Maman, je vais y aller à l’école ?

275997116_da9373ad7b Un coup de gueule pour expliquer qu’encore une fois, entre les grandes déclarations avec trémolos dans la voix, et la réalité du terrain, il y a un décalage gouffre.
Choupinetto (le prénom a été changé pour conserver l’anonymat) a 4 ans. Bien qu’il soit né en 2004, il n’a pas encore été scolarisé. Car Choupinetto a un léger retard psychomoteur. L’année de ses 3 ans, il a été suivi par le CAMSP, et il n’était pas encore prêt pour intégrer l’école maternelle.

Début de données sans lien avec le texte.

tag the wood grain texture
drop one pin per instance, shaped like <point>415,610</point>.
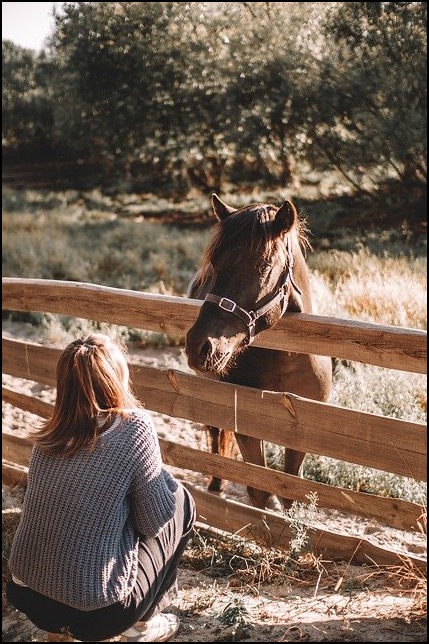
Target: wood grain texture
<point>382,345</point>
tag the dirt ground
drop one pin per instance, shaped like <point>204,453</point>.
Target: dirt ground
<point>318,601</point>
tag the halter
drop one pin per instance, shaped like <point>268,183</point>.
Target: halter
<point>250,317</point>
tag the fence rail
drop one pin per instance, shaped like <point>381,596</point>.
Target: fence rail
<point>375,441</point>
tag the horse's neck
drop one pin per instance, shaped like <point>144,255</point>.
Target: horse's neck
<point>299,302</point>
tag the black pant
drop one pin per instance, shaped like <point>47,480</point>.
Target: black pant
<point>154,590</point>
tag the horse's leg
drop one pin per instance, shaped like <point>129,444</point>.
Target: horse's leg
<point>252,450</point>
<point>293,463</point>
<point>221,442</point>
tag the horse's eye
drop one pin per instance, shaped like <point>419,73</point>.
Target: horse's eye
<point>264,268</point>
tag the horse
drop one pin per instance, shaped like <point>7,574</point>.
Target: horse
<point>253,272</point>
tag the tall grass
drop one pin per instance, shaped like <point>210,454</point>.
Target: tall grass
<point>379,278</point>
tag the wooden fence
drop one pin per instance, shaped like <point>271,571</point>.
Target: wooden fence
<point>370,440</point>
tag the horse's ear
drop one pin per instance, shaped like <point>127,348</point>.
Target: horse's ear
<point>286,217</point>
<point>220,208</point>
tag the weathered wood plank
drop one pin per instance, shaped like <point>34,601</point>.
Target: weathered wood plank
<point>29,403</point>
<point>371,440</point>
<point>270,529</point>
<point>386,346</point>
<point>395,513</point>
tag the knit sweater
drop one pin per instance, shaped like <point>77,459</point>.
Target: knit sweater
<point>77,541</point>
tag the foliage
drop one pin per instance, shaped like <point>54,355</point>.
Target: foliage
<point>203,94</point>
<point>27,105</point>
<point>369,119</point>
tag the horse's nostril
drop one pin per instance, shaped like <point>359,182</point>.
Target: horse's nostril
<point>205,350</point>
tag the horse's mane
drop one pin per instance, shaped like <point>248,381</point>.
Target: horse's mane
<point>250,229</point>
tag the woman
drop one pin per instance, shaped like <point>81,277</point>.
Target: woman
<point>104,525</point>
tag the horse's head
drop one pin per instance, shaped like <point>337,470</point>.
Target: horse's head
<point>247,280</point>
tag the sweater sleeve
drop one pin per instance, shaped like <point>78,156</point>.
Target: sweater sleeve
<point>153,498</point>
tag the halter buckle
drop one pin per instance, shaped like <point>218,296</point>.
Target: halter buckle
<point>227,305</point>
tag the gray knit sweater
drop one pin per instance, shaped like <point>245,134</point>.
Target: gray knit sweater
<point>77,541</point>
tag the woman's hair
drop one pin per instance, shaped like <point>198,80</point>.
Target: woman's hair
<point>92,387</point>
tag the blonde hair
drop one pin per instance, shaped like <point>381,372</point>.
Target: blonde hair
<point>92,384</point>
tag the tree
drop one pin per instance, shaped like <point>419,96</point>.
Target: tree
<point>26,99</point>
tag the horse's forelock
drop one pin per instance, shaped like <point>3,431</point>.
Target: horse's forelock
<point>250,225</point>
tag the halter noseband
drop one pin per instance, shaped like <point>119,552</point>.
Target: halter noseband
<point>249,317</point>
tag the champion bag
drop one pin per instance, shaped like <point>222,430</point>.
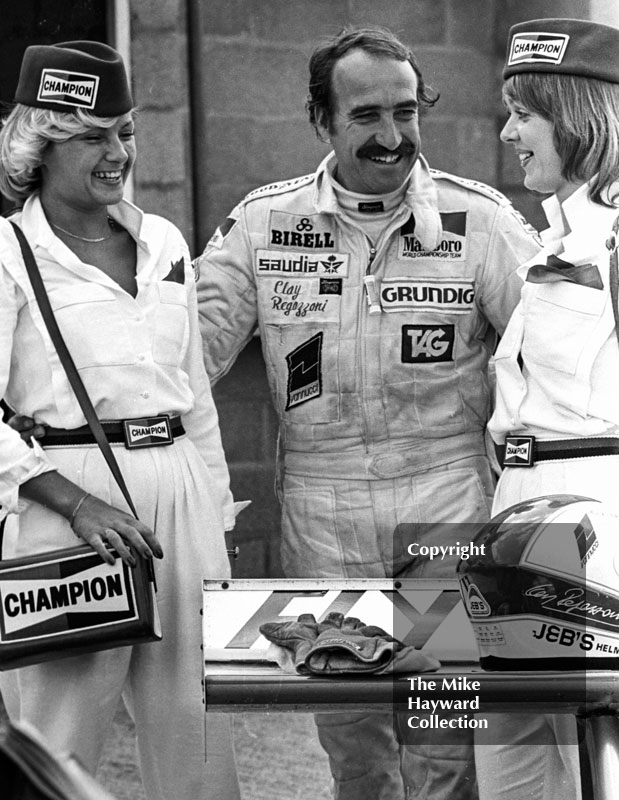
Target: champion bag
<point>65,602</point>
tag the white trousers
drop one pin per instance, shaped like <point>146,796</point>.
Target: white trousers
<point>73,701</point>
<point>537,755</point>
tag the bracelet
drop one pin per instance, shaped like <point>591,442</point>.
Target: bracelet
<point>77,508</point>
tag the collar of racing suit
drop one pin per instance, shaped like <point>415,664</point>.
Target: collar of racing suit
<point>420,198</point>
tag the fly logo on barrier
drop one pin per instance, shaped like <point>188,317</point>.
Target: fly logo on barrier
<point>433,618</point>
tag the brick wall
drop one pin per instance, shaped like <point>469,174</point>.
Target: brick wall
<point>255,55</point>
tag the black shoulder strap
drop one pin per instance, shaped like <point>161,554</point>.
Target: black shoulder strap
<point>69,365</point>
<point>613,278</point>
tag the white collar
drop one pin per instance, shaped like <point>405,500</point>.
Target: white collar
<point>420,198</point>
<point>39,232</point>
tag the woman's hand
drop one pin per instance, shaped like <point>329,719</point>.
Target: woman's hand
<point>26,427</point>
<point>100,524</point>
<point>96,522</point>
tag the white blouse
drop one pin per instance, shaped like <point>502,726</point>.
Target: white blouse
<point>137,356</point>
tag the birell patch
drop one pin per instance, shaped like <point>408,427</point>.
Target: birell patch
<point>68,88</point>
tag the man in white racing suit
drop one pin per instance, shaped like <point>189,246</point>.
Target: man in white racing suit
<point>378,287</point>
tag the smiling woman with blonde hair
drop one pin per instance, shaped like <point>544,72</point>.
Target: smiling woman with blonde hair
<point>557,364</point>
<point>122,289</point>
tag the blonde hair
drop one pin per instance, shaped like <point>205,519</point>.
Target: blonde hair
<point>26,133</point>
<point>585,117</point>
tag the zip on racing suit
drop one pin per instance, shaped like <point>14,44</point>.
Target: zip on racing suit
<point>376,356</point>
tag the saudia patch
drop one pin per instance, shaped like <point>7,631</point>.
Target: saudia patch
<point>68,88</point>
<point>537,48</point>
<point>305,372</point>
<point>452,245</point>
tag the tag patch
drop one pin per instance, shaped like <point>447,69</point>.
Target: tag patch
<point>147,432</point>
<point>403,294</point>
<point>519,451</point>
<point>330,286</point>
<point>453,239</point>
<point>537,48</point>
<point>276,262</point>
<point>68,88</point>
<point>305,372</point>
<point>301,232</point>
<point>427,344</point>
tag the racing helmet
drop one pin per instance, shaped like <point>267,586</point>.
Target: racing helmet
<point>541,586</point>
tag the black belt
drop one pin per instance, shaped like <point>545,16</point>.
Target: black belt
<point>525,451</point>
<point>133,433</point>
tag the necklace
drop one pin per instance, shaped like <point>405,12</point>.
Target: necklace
<point>85,238</point>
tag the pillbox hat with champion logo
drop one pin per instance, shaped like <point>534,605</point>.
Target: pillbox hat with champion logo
<point>563,46</point>
<point>70,75</point>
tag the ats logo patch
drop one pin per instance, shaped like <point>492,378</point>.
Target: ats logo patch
<point>427,344</point>
<point>305,372</point>
<point>586,539</point>
<point>453,239</point>
<point>304,232</point>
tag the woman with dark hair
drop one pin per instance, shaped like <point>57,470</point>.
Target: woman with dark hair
<point>123,292</point>
<point>557,364</point>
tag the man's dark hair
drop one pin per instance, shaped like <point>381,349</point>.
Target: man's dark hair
<point>378,42</point>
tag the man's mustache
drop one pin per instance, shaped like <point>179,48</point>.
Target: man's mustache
<point>373,150</point>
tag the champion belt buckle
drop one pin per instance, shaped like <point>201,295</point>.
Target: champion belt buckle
<point>147,432</point>
<point>519,451</point>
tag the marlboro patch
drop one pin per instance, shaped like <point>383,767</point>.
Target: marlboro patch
<point>65,602</point>
<point>68,88</point>
<point>147,432</point>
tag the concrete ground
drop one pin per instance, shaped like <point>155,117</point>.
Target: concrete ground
<point>278,758</point>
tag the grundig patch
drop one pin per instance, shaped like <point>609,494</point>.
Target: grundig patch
<point>305,372</point>
<point>402,294</point>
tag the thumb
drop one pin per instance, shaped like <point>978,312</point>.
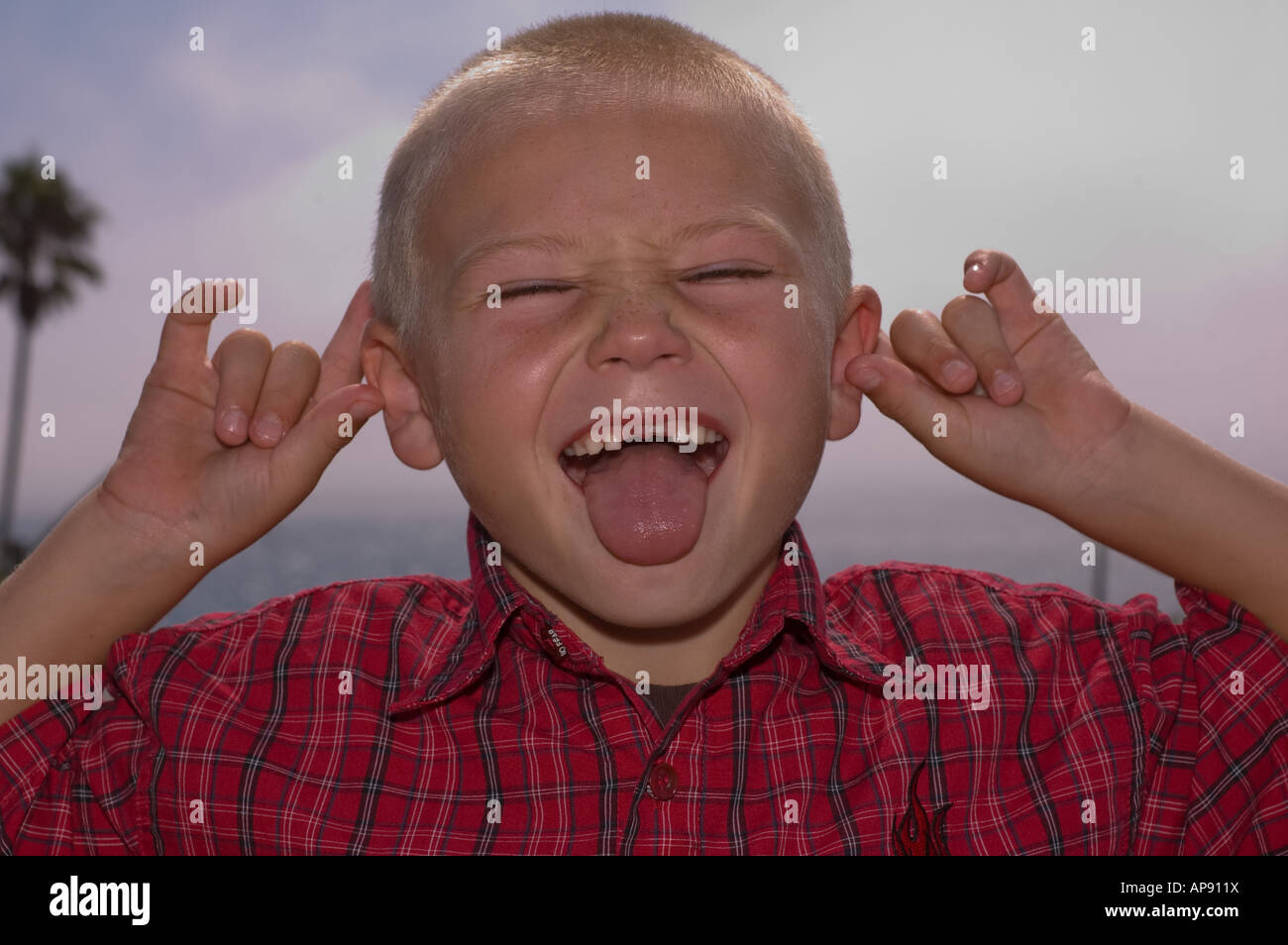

Il est également suivi par la MDPH (Maison Départementale des Personnes Handicapées) qui lui a accordé en août, le droit à une Auxiliaire de Vie Scolaire.
Avant les vacances d’été, sa maman a rencontré la directrice de l’école du village, elle lui a expliqué le retard de Choupinetto et le fait qu’avec la propreté, ce n’était pas encore gagné.
La directrice s’est montrée compréhensive et lui a dit que propre ou pas, AVS ou pas, Choupinetto pourrait faire sa rentrée à l’école maternelle.
En effet, la nouvelle loi sur l’accueil des enfants handicapés en milieu scolaire précise que les écoles doivent accepter les enfants de 3 ans révolus, et ne peuvent refuser d’intégrer un enfant pour une histoire de couches.

Alors Choupinetto était tout heureux, il a visité son école, rencontré ses futurs petits camarades de jeu, et s’est mis en tête que la rentrée, c’était aussi pour lui.

Oui mais voilà, pendant l’été, la directrice de l’école est passée dans une faille spatio-temporelle et à une semaine de la rentrée, le son de cloche avait changé.

La MDPH a beau avoir attribué une auxiliaire de vie scolaire à Choupi’, cela ne veut pas dire que l’Education Nationale va la recruter. Bien sur pour simplifier encore plus les choses, la réponse positive ou négative ne tombera que jeudi, 4 jours avant la rentrée. C’est eux qui pourront dire si l’auxiliaire a bien été recrutée et accompagnera Choupi’ pendant sa première année de maternelle.

En tout cas, la position de la directrice est ferme : Pas d’auxiliaire scolaire, pas de propreté acquise un minimum, pas de rentrée pour Choupi’.

Encore une fois, les beaux discours et les chiffres détournés cachent une réalité du terrain bien différente et bien douloureuse pour les enfants handicapés et leurs parents.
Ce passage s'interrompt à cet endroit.